1million elements (range 0 - 1 million): 155 ms
1million elements (range 0 - 2): 118 ms
30million elements (range 0-1 million): 3085 ms
30million elements (range 0-2): 1021 ms
I tried this many times, so it doesn't seem like it's due to the randomization. The difference gets even bolder with larger data.
I couldn't find any explanation why this might occur.
Here is my code:
public void qsort2median(int array [], int lowest, int highest)
{
int pivot = array[(lowest+highest)/2];
int left = lowest;
int right = highest;
while (left <= right){
while (array[left] < pivot){
left ++;
}
while (array[right] > pivot){
right--;
}
if (left <= right){
int temp = array [left];
array[left] = array[right];
array[right] = temp;
left ++;
right--;
}
}
if (lowest < right) {
qsort2median(array, lowest, right);
}
if (left < highest) {
qsort2median(array, left, highest);
}
}
and here is how I run it:
int [] arraytest = new int [1000000];
int [] arraytest1 = new int [1000000];
Quicksort qsorttest = new Quicksort();
qsorttest.randomArrayGenerator(arraytest,2);
System.arraycopy(arraytest,0,arraytest1,0,arraytest.length);
int endpoint = arraytest.length-1;
//RUN FIRST ARRAY
long startTime = System.currentTimeMillis();
qsorttest.qsort2median(arraytest,0,endpoint);
long endTime = System.currentTimeMillis();
long duration = (endTime - startTime);
System.out.println("Quicksort with Median Element pivot ran in: " + duration);
and here is my randomArrayGenerator
method:
void randomArrayGenerator(int [] array, int n){
Random generator = new Random();
System.out.println();
System.out.println(array.length);
for (int i = 0; i < array.length; i++){
array[i]= generator.nextInt(n);
}
}
Thanks for any input.
As of Monday, I am still trying to figure this out.

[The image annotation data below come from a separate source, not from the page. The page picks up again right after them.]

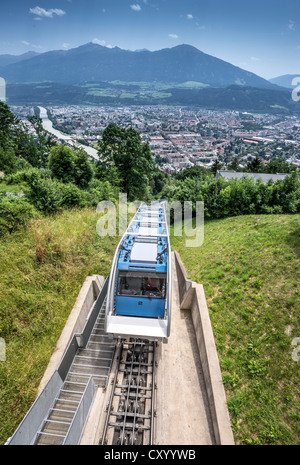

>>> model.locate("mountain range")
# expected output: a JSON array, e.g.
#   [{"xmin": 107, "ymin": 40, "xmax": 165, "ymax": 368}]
[
  {"xmin": 0, "ymin": 43, "xmax": 276, "ymax": 89},
  {"xmin": 0, "ymin": 43, "xmax": 300, "ymax": 114}
]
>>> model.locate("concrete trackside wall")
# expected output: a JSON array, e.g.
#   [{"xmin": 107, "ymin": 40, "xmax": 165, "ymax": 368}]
[
  {"xmin": 174, "ymin": 252, "xmax": 234, "ymax": 445},
  {"xmin": 38, "ymin": 275, "xmax": 105, "ymax": 393}
]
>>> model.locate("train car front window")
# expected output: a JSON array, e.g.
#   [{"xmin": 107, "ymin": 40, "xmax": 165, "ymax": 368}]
[{"xmin": 117, "ymin": 271, "xmax": 166, "ymax": 299}]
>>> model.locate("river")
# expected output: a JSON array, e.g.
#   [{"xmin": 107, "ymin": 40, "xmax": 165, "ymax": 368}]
[{"xmin": 38, "ymin": 107, "xmax": 99, "ymax": 159}]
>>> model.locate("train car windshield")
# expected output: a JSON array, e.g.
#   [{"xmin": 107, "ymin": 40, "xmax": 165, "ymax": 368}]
[{"xmin": 117, "ymin": 271, "xmax": 166, "ymax": 299}]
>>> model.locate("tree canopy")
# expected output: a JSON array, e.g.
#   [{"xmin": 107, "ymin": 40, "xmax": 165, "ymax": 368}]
[{"xmin": 97, "ymin": 123, "xmax": 154, "ymax": 200}]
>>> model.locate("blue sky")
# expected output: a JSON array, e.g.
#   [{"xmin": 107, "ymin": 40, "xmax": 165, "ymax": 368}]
[{"xmin": 0, "ymin": 0, "xmax": 300, "ymax": 79}]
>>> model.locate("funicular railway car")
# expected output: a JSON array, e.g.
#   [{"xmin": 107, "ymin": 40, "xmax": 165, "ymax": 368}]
[{"xmin": 105, "ymin": 201, "xmax": 172, "ymax": 342}]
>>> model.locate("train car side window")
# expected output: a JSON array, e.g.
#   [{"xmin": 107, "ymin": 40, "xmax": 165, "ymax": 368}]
[{"xmin": 117, "ymin": 271, "xmax": 166, "ymax": 299}]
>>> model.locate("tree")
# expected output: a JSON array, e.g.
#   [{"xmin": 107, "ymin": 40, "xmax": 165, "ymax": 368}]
[
  {"xmin": 74, "ymin": 150, "xmax": 94, "ymax": 189},
  {"xmin": 49, "ymin": 145, "xmax": 76, "ymax": 183},
  {"xmin": 211, "ymin": 158, "xmax": 222, "ymax": 175},
  {"xmin": 0, "ymin": 197, "xmax": 37, "ymax": 236},
  {"xmin": 247, "ymin": 156, "xmax": 263, "ymax": 173},
  {"xmin": 97, "ymin": 123, "xmax": 154, "ymax": 200}
]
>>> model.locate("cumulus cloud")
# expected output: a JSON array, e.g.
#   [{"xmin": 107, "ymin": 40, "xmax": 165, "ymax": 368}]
[
  {"xmin": 92, "ymin": 37, "xmax": 106, "ymax": 46},
  {"xmin": 288, "ymin": 20, "xmax": 295, "ymax": 31},
  {"xmin": 130, "ymin": 3, "xmax": 142, "ymax": 11},
  {"xmin": 21, "ymin": 40, "xmax": 43, "ymax": 50},
  {"xmin": 29, "ymin": 6, "xmax": 66, "ymax": 19}
]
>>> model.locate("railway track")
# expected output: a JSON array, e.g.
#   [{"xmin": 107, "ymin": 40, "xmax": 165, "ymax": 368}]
[{"xmin": 100, "ymin": 339, "xmax": 157, "ymax": 445}]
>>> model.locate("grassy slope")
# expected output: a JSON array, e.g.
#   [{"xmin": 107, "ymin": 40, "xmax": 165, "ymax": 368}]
[
  {"xmin": 172, "ymin": 215, "xmax": 300, "ymax": 444},
  {"xmin": 0, "ymin": 209, "xmax": 300, "ymax": 444}
]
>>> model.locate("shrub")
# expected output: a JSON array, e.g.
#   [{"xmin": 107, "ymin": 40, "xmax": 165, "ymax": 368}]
[
  {"xmin": 60, "ymin": 183, "xmax": 88, "ymax": 207},
  {"xmin": 0, "ymin": 197, "xmax": 37, "ymax": 236},
  {"xmin": 26, "ymin": 174, "xmax": 63, "ymax": 213}
]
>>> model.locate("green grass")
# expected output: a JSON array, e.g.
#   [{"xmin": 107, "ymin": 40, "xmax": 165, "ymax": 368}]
[
  {"xmin": 172, "ymin": 214, "xmax": 300, "ymax": 444},
  {"xmin": 0, "ymin": 209, "xmax": 119, "ymax": 444},
  {"xmin": 0, "ymin": 209, "xmax": 300, "ymax": 444}
]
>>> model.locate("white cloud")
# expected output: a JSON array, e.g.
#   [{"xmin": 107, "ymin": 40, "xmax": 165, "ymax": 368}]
[
  {"xmin": 92, "ymin": 37, "xmax": 106, "ymax": 46},
  {"xmin": 21, "ymin": 40, "xmax": 43, "ymax": 50},
  {"xmin": 29, "ymin": 6, "xmax": 66, "ymax": 20},
  {"xmin": 130, "ymin": 3, "xmax": 142, "ymax": 11},
  {"xmin": 288, "ymin": 19, "xmax": 295, "ymax": 31}
]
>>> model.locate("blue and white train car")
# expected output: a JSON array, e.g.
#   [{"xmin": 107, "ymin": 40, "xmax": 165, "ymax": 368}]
[{"xmin": 105, "ymin": 201, "xmax": 172, "ymax": 342}]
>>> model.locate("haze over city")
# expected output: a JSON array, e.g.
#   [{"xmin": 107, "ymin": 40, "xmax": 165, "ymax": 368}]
[{"xmin": 0, "ymin": 0, "xmax": 300, "ymax": 79}]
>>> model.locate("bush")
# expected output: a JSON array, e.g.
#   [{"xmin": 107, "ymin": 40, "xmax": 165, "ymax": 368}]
[
  {"xmin": 60, "ymin": 184, "xmax": 88, "ymax": 207},
  {"xmin": 88, "ymin": 179, "xmax": 119, "ymax": 206},
  {"xmin": 26, "ymin": 174, "xmax": 63, "ymax": 213},
  {"xmin": 5, "ymin": 166, "xmax": 51, "ymax": 184},
  {"xmin": 0, "ymin": 196, "xmax": 38, "ymax": 236}
]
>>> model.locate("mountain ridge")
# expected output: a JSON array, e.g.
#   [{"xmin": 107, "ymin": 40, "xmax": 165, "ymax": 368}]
[{"xmin": 0, "ymin": 42, "xmax": 277, "ymax": 89}]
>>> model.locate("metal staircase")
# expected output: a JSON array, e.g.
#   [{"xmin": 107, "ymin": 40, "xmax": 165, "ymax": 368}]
[{"xmin": 34, "ymin": 299, "xmax": 115, "ymax": 445}]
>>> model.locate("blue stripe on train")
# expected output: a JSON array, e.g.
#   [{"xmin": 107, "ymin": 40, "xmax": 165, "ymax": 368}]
[{"xmin": 116, "ymin": 296, "xmax": 166, "ymax": 318}]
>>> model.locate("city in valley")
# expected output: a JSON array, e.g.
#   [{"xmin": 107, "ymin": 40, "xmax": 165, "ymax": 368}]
[{"xmin": 12, "ymin": 106, "xmax": 300, "ymax": 173}]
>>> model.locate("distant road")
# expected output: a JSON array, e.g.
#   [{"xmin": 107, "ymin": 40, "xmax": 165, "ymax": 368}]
[{"xmin": 38, "ymin": 107, "xmax": 99, "ymax": 159}]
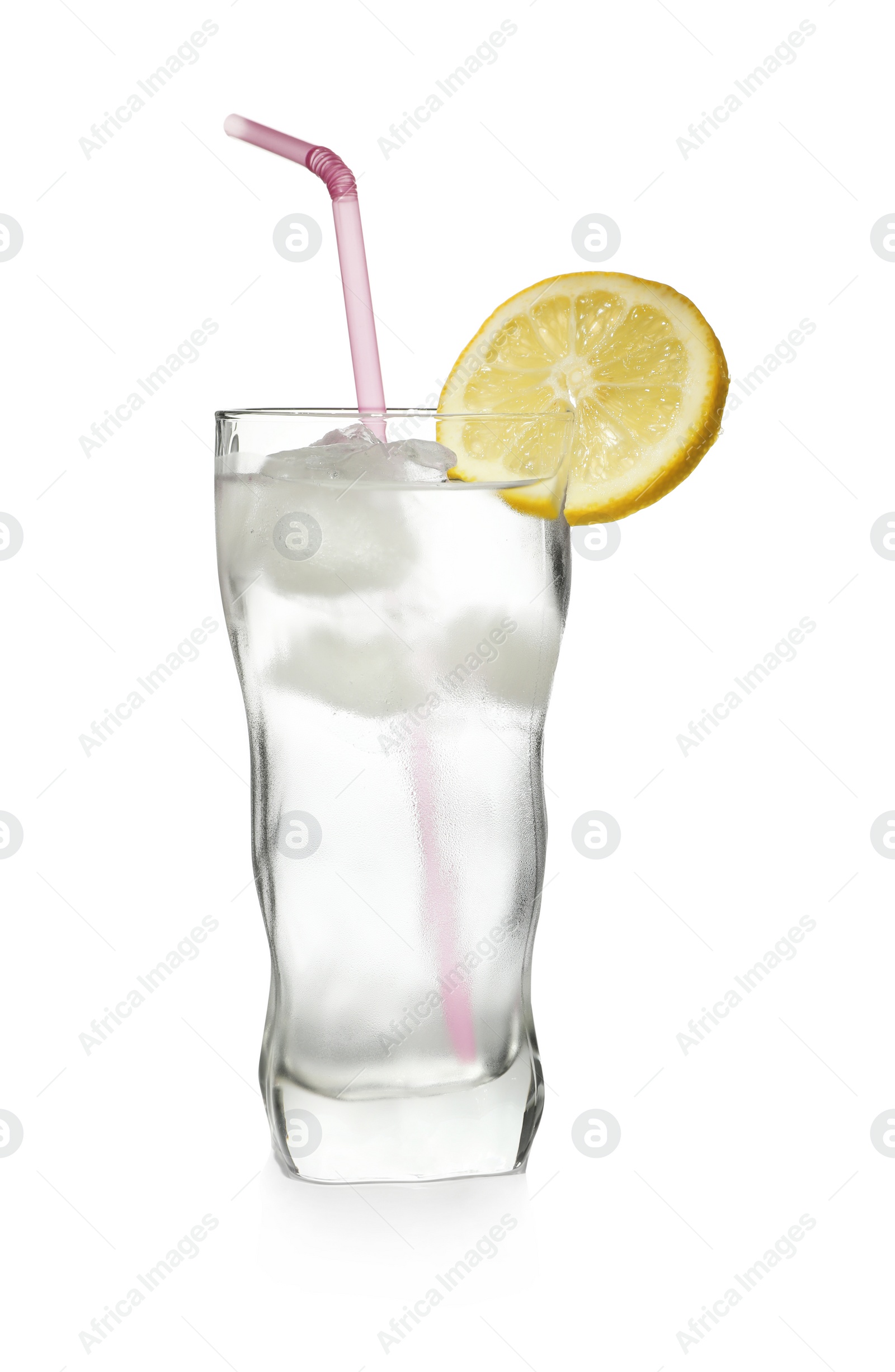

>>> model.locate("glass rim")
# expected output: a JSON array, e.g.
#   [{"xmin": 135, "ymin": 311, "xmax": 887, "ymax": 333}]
[{"xmin": 214, "ymin": 402, "xmax": 575, "ymax": 420}]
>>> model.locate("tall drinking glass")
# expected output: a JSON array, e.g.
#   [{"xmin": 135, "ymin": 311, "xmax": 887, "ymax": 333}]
[{"xmin": 215, "ymin": 410, "xmax": 574, "ymax": 1182}]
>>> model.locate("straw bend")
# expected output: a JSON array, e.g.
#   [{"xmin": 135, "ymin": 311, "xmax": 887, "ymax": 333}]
[{"xmin": 224, "ymin": 114, "xmax": 357, "ymax": 200}]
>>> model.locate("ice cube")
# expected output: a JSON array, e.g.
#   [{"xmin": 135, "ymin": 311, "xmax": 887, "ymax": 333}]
[
  {"xmin": 313, "ymin": 424, "xmax": 379, "ymax": 448},
  {"xmin": 261, "ymin": 436, "xmax": 456, "ymax": 486},
  {"xmin": 388, "ymin": 438, "xmax": 457, "ymax": 472}
]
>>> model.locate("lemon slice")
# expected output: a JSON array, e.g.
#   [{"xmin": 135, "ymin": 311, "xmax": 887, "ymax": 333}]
[{"xmin": 438, "ymin": 272, "xmax": 729, "ymax": 524}]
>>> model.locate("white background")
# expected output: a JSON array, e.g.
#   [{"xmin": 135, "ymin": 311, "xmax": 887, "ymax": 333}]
[{"xmin": 0, "ymin": 0, "xmax": 895, "ymax": 1372}]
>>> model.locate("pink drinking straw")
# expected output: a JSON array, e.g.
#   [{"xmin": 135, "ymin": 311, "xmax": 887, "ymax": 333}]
[
  {"xmin": 224, "ymin": 114, "xmax": 475, "ymax": 1062},
  {"xmin": 224, "ymin": 114, "xmax": 386, "ymax": 428}
]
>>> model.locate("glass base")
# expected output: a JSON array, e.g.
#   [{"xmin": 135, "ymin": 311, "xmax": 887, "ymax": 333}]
[{"xmin": 272, "ymin": 1051, "xmax": 544, "ymax": 1184}]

I guess I am allowed to answer my own question.
Upon further research, I discovered that duplicates only become a problem when Quicksort algorithm uses Lomuto's partitioning. This, on the other hand, uses Hoare's partitioning.
I tested both of them and got the expected result.
So Lomuto's partitioning gets slower with increased duplicates and Hoare's algorithm gets faster with duplicates.